On our ride, we saw several crop-dusters flying over the fields. We also saw enormous tractors that are able to pull a dozen plows and cultivators. We saw huge harvesters capable of gathering the crops. These big machines have replaced laborers, who, in the past, earned income for their work in the fields. Trees and fences have been removed, and big irrigation systems supply water during the dry months.

As we traveled, we saw signs of poverty: abandoned houses and buildings, boarded-up businesses, dirt roads and many run-down houses. The Delta is a food desert. Grocery stores are scarce. “Food” is purchased in fast-food chains and service stations. The only grocery store in our destination, Hughes, Ark., had gone under. A drug culture exists. Many have chronic illnesses. Youth often purchase a one-way bus ticket out of the Delta.

Heifer supporters and staff visit Arkansas Delta.

Heifer supporters and staff visit Arkansas Delta.

We enjoyed a delicious lunch of locally grown food. The sweet potato dish was outstanding. We learned sweet potatoes are a “high dollar product.” Following lunch, we visited a large new community garden that is also a training model. We saw healthy crops and drip irrigation (hoses placed along rows).

Heifer supporters and staff visit Arkansas Delta.

Next, we visited a large garden by the home of a local farmer, whose son has returned to help grow the garden and market the produce—a healthy sign that there is work for youth, one of the economic and social focuses of Seeds of Change.

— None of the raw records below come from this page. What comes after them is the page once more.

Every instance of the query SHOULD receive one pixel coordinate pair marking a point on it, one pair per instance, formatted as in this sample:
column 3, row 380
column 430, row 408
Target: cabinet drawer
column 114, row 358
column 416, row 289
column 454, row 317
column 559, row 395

Our last visit was to the home of 94-year-old farmer and his wife, who are growing “everything we need all year ‘round.” We saw a very healthy garden and learned that they can and freeze their produce. They invited us into their small home cooled by fans. They were happy to welcome us and witness their self-sustaining lifestyle. We saw a few similar homes and gardens on our way back to Little Rock.

Along the way, we stopped at an old building that likely was once a local café or bar. There was a big sign painted on the building: Pie Store. Inside, we saw two elderly women who were making their living baking and selling pies, using two big ovens in the back room. We each had a slice of their delicious chocolate pie with meringue about two inches high. This is the famous stop in DeValls Bluff at Mrs. Mary’s.

Of course, we had many questions for Perry on our drive back to Little Rock. One remarked that she would love to come and work with the community gardeners. One said, “OK. I know now where to send my Heifer gift. I’d like to volunteer here.” Another said, “I wish every Heifer volunteer and donor could witness what we saw today.” I said, “I wish my father could see what we saw. I wish he was here.” Another said, “Jan, perhaps he is here.”

We were a tight little one-day community in a rented van, with more questions and much gratitude for Heifer’s new work that joins with our nation’s local food movement by assisting impoverished small-scale farmers in the Delta to work together to end their poverty, feed their families, learn growing and marketing skills, earn an income, become healthier, connect to larger markets and discover the strength of resilient communities. We felt so fortunate to have Perry as our guide, and we wish to thank the people of the Arkansas Delta for sharing their knowledge, their work and their vision for healthy families!